Fort Worth Students Dealing With Death Of One Classmate, SXSW Injuries Of Two Others
Students and teachers at Trimble Tech High School in Fort Worth are coping with a pair of tragedies. Just before spring break, junior Jocelyn Saucedo was fatally stabbed. And last week, a cheerleader and her boyfriend were among the two dozen injured in Austin when a car plowed into a crowd at the South by Southwest festival.
The halls at Trimble Tech were bustling Monday, with students happy to see each other again after spring break. But behind the smiles is heartbreak.
"I saw her Friday, that same day she died," said sophomore Kiara Prelow, a friend of Jocelyn. "It happened so fast. Like, wow, I just saw her, and then I got a phone call saying she died. It’s so unreal."
Jocelyn was stabbed to death on March 7. Luis Torres, 20, was arrested after the incident.
"She did not deserve that," Kiara said. "She was always positive, smiling. She always said, 'Hey Prelow! Hey Prelow!' Her personality was out of this world."

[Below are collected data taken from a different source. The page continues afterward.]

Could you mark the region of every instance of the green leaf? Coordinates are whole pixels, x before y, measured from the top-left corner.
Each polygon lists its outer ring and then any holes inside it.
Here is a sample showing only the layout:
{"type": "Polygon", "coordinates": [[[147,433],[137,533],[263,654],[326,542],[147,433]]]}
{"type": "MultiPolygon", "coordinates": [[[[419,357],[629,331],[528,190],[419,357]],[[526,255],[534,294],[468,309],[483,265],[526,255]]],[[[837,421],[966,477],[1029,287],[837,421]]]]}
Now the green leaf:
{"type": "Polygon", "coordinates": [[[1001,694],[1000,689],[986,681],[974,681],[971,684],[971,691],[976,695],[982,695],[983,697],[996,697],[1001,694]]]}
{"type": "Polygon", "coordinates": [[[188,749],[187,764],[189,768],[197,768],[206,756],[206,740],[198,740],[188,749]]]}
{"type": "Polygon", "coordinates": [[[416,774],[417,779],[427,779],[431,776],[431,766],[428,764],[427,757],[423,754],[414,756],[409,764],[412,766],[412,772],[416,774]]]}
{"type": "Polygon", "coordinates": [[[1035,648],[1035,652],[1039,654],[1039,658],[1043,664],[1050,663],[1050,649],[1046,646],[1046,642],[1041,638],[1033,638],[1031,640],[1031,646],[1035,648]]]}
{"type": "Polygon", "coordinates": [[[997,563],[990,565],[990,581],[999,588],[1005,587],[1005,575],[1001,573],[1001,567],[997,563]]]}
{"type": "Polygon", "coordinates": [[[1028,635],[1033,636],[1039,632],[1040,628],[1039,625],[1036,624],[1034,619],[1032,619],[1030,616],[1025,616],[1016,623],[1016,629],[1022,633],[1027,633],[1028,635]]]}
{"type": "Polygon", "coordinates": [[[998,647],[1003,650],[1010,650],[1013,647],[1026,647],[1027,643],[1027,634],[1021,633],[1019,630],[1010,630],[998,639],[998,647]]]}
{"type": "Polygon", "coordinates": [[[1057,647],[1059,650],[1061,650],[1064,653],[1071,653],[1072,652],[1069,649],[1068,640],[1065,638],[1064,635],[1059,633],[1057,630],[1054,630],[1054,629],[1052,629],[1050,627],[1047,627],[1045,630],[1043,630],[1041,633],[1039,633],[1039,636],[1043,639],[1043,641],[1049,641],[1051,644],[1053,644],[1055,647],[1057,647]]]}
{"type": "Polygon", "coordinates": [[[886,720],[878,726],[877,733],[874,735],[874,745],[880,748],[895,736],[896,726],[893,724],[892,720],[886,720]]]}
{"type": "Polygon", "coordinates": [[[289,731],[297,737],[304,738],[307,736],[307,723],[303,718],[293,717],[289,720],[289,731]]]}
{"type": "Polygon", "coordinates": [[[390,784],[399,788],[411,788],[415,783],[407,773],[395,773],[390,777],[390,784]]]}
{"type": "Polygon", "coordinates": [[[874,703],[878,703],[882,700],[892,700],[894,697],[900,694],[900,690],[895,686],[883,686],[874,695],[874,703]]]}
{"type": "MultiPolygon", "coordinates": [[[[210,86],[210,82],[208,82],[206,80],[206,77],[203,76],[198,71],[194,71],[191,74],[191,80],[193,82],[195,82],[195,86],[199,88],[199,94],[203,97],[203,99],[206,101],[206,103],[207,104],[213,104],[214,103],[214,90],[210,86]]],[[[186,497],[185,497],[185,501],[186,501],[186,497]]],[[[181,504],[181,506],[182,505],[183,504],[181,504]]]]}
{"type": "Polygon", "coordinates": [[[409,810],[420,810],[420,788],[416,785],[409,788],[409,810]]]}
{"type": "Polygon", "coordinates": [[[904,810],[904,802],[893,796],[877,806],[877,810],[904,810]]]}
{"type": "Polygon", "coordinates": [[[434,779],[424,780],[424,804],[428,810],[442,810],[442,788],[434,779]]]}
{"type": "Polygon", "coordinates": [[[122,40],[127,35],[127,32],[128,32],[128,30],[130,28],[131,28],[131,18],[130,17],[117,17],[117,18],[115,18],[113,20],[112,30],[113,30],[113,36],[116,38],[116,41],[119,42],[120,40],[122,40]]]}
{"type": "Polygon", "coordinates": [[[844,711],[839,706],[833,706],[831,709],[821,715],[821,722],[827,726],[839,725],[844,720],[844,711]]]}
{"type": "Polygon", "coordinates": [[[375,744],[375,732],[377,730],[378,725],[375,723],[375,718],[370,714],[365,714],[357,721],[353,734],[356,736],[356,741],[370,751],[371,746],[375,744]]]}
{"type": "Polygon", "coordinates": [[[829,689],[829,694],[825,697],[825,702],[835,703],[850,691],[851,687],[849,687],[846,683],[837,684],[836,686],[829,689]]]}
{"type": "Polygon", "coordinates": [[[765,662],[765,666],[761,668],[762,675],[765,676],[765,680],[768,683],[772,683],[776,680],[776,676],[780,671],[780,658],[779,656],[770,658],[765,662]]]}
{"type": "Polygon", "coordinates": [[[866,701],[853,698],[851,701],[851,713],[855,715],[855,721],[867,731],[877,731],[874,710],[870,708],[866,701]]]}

Students said they learned about Jocelyn's death, and the injuries in Austin to 17-year-old Curtisha Davis and her boyfriend, 18-year-old Trimble graduate Deandre Tatum, through social media.
"It was on Facebook," said Taraysha Woods. "It was on Instagram. That's how I found out."
Taraysha didn’t know Jocelyn. But she does know Curtisha, the teen hospitalized after a driver crashed into a crowd at South by Southwest, killing three.
"It was sad because it could have been anybody," she said. "And I just thank god it wasn’t me or anybody I was close to."
Hard For Everyone
Senior Marissa Edwards said it’s hard for everyone at Trimble Tech.
“My teacher, she’s always in a happy mood, laughing," she said. "And then I come back and she’s all sad and crying. That really, like made me sad.”
The Fort Worth school district had at least 20 mental health specialists available to help faculty and students, says Kathryn Everest, director of guidance and counseling.
"If we can get them back to a cognitive place," she said, "they go to class, and then if another hour later, they’re in a bad way again, they can come back to the safe room."
That room is inside the school’s counseling center. It's filled with water bottles, apples, oranges and other healthy snacks.
"They can go and sit and be quiet," Everest says. "They can sit and talk to each other. They can talk to an adult, who’s clinically trained."
Teachers, counselors and professional observers watch for symptoms of depression, like not eating.
"Or eating too much," Everest said. "Not sleeping. Sleeping in class…inability to focus and concentrate."
On campus, is another room where students voluntarily visit, occupied by Reverend Kyev Tatum, who is also president of the school’s alumni association. He says the teenagers who share their feelings, aren’t revealing everything.
"They’re only telling you about the immediate trauma that they’ve just experienced," he said. "What we don't hear is how does this impact everything else that’s going on in your life."
Reverend Tatum says school officials need to learn more about the personal lives of every student.
“I think we need to look at their home life," Tatum said. "What's happening at home. There needs to be a psychological exam, an aptitude exam, so that we know where they are, and what we’re dealing with."
For the rest of this week, support staff will continue to be available for students and adults at Trimble Tech. Cheerleader Curtisha Davis is expected to leave the hospital in the next few days. But Deandre Tatum is still in a medically induced coma.